What is Fifth Disease and How Did the Disease Get Its Name?
Fifth disease is a viral infection. Early in the 1900s a French physician assigned numbers to childhood diseases characterized by rashes. Thus, measles was known as the first disease and so on. But fifth disease got to keep its name, unlike the others. At present it is also known as the “slapped-cheek disease” because of the pattern of distribution of rashes on the face that mimics a slapped cheek appearance.
What Causes Fifth Disease?
Exposure to a virus called human parvovirus B19 or simply parvo B19 usually causes the disease in children who are commonly infected through respiratory transfer of the organisms. Young children who have not yet acquired the disease are susceptible because of their physical contact with other children and adults who may be harboring the virus. Sneezing, coughing, talking and other forms of close physical contact help to spread the virus that is in the saliva and respiratory secretions of an ill person.

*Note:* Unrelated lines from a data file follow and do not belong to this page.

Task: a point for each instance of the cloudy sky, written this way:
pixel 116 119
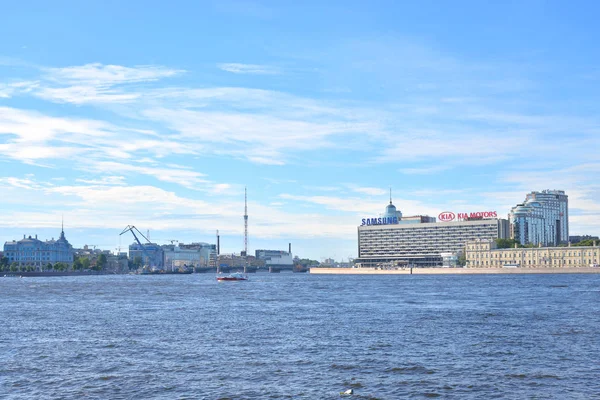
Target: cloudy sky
pixel 158 114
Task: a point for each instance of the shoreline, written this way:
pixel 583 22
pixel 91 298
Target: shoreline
pixel 452 271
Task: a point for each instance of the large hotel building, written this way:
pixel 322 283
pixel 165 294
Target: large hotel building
pixel 393 241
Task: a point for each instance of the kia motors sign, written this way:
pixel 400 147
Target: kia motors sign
pixel 446 216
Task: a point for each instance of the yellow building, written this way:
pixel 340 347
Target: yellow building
pixel 484 253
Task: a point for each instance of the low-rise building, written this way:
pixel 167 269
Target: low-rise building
pixel 193 254
pixel 275 258
pixel 485 254
pixel 30 251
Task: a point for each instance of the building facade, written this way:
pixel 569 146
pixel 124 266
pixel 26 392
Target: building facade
pixel 30 251
pixel 193 254
pixel 418 242
pixel 485 254
pixel 275 257
pixel 151 254
pixel 543 218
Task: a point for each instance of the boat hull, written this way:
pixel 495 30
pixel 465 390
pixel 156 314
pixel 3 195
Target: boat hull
pixel 230 279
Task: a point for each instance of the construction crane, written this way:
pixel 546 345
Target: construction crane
pixel 132 228
pixel 245 223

Adults can also acquire the infection if they have not yet been exposed to it previously although almost half of the population has already been infected in the past. In addition, people who have other health conditions that cause them to have a decreased resistance to infection are also susceptible to parvo B19 and may harbor the virus for a long time.
Spread of the virus or the stage at which it is contagious is when an individual is experiencing the early stages mimicking flu symptoms just before the rashes appear. By the time the slapped cheek appearance is seen the child is probably not contagious anymore. For this reason the child may return to school even with the rashes. This is unlike other diseases with skin rashes like measles in which a child remains contagious while still manifesting rashes.
An infected person usually becomes ill between four days to two weeks after exposure but may experience symptoms up to 20 days later. Adults may experience joint pains in addition to rashes and respiratory symptoms.
Diagnosis and Treatment of Fifth Disease
The characteristic history and the pattern of rash distribution aid in diagnosing the disease. Confirmation may be done by testing the blood for the presence of antibodies to the virus.
Fifth disease is generally a mild disease and may resolve on its own. However, antipyretics and other medications may be given to alleviate fever and other symptoms of flu. In addition, rest and adequate hydration with fluids may help in treating the symptoms.
In a few instances when an infected individual is suffering from other conditions causing him to be more ill such as anemia, leukemia or cancer, symptoms may be more pronounced. Proper treatment of these problems is done with medical consultation for more special medical care.
There are no vaccines or specific medications for Fifth disease. Prevention from infection may be accomplished by avoiding close contact with people who appear to have symptoms of respiratory disease. Proper and frequent hand-washing and avoiding sharing of utensils, towels and personal stuff are the best ways to prevent infection and spread of the disease.